豊田通商が新たな情報発信チャネルとして立ち上げた「TOYOTSU FACES」。この名前にもある通り、一人一人の「顔(=個性)」が集まり一つの会社になるという考え方を、私はとても大切にしています。当社の事業を振り返ってみても、社員の個人的な情熱がビジネスに結びついた事例がいくつもあります。例えばクロマグロの養殖事業は、ある魚好きな社員の「美味しいマグロをいつまでも日本人が食べ続けられようにしたい」という思いから生まれました。事業を進めるうえで社会課題の解決を考えることはもちろんですが、そこだけにとどまらず、自分自身や周囲の人々がワクワクできる新たな価値を積極的に創造していく。そんな企業でありたいと思っています。
魂は細部に宿る。
それがプロの仕事。
同時に、“やるからには徹底的にやり抜く”という覚悟と責任を、当社の社員には必ず持ってほしいですね。

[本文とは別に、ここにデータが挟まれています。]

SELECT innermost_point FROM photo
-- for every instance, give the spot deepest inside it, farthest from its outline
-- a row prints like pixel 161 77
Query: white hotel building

「魂は細部に宿る」という言葉がありますが、「そのテーマについては自分が誰よりも詳しい」と自信が持てるほどの知識と経験を積み重ねてこそプロの仕事。きっかけは単純な思いつきや個人的な夢であっても、事業化するには、現場に足を運び、たくさんの人から話を聞き、文献を調べつくして、何度も事業計画を練り直さなければ決して成功しません。異なる道のプロが集まり、力を発揮し合うことができれば、組織としての力はさらに高まるでしょう。
失敗してもチャレンジャー。
今でこそこうして話をしていますが、私自身の若い頃は、実は失敗だらけのまったくダメな社員でした。入社初日、メモも取らずに上司の話を聞いていきなり怒られましたし、初めて顧客と会食した際には、苦手なお酒を飲んで舟を漕ぐ大失態。私が上司なら即刻クビにしていたでしょう。しかしこうした失敗からは、生涯忘れられない教訓を学びました。私は嫌なことは直ぐに忘れるけれども、失敗したことは忘れないようにしています。成功した仕事よりも若い頃の失敗ほどよく覚えているのは、それが私の成長につながったからです。昔、当社のスローガンに「成功したら社長、失敗してもチャレンジャー」というものがありましたが、挑戦に失敗はつきもの。会社として評価すべきは、失敗よりもチャレンジの方です。失敗してもそこから何を学び取るかが大事。豊田通商が持つこの風土「減点主義ではなく加点主義」は、この先も守り続けていきます。
東洋棉花が輸入するインドの最高級綿花
SuvinGoldから作られた生地のシャツ着用
多様な才能に気づける
「目」を持って。
そして経営層としては、部下の挑戦や一人一人の素晴らしい才能を、決して見逃がさないようにしなければなりません。目立つ仕事やイノベーションが注目を集めがちですが、日々の仕事を地道に改善していく不断の努力も同じくらい重要です。一人一人に役割があり、一人一人がプロとしてその仕事に取り組むことで、豊田通商という舞台が完成するのですから。ちょうど先日もこんなことがありました。東京本社の売店でレジを担当されているスタッフの方とお話をした際、実は彼女が障害者スポーツの陸上競技における日本記録保持者だったことを知ったのです。私たちが気づいていない才能や多様な「顔」が、豊田通商にはまだまだたくさんある。それを皆さんにも、ぜひ見つけていただきたいのです。